As soon as I got on the bus as the ‘new boy’ I was amazed at how welcome I was made to feel. The bus driver, Lyn, takes her job so seriously. Not only is she an excellent driver, she takes responsibility for the initial contact and greets everyone with a smile and a cheery welcome. She gets to know all her passengers and cares about how they are; but more than that she creates a wonderful atmosphere on the bus where you all get to know each other and have a bit of banter. The bus I was on all bonded over Radio Two’s Pop Master quiz! You quickly realise you’re part of a close community and that helps to soothe any anxiety you might have about your hospital appointments. This was especially so as the Island residents undergoing treatment all met up at the Hovertravel terminal at Ryde for a morning chat and banter exchange before the journey to Portsmouth. Hovertravel gives preferential fares for cancer patients and also gives priority embarkation to Daisy Bus travellers, so you know you’ll get to your appointments on time.

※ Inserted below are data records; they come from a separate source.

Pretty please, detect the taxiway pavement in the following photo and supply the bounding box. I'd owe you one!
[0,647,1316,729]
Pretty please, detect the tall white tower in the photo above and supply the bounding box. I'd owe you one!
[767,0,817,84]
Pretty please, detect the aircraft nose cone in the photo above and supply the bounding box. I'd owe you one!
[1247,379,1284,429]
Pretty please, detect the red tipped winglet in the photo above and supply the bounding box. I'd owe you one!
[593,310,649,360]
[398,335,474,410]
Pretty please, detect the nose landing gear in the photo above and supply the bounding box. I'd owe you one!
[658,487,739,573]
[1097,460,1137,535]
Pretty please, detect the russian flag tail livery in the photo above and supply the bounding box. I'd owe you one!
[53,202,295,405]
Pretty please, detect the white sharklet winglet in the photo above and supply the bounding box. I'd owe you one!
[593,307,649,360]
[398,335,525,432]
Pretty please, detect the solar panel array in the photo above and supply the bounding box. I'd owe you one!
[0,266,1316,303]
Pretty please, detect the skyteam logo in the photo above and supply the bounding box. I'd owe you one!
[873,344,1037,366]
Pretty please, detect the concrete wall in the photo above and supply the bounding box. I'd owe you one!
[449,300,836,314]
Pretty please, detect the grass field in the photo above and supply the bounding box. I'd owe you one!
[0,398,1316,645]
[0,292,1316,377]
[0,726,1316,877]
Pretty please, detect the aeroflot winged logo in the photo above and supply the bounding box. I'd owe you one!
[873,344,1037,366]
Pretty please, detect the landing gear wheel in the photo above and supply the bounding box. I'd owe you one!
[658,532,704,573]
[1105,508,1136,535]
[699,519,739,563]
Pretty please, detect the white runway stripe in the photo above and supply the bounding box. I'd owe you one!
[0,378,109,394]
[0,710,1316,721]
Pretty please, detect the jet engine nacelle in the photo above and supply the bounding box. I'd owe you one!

In my case, the treatment only took about ten minutes, but because of the travelling I was often out of the house for about three hours of the day, so the convenience and comfort of the Daisy Bus really made things much easier. For me, having people going through a similar experience to talk to really helped to relieve the boredom. It helped, too, that the radiographers at the QA Hospital were wonderful. I can reassure you that I found them extremely friendly, helpful and compassionate. We addressed each other on first name terms and this created a very relaxed atmosphere.
To be honest, now that my treatment has finished I’ve missed the Daisy Bus! I met a lot of good guys and girls on my journeys and it was so much more to me than a bus ride – it was my support bubble.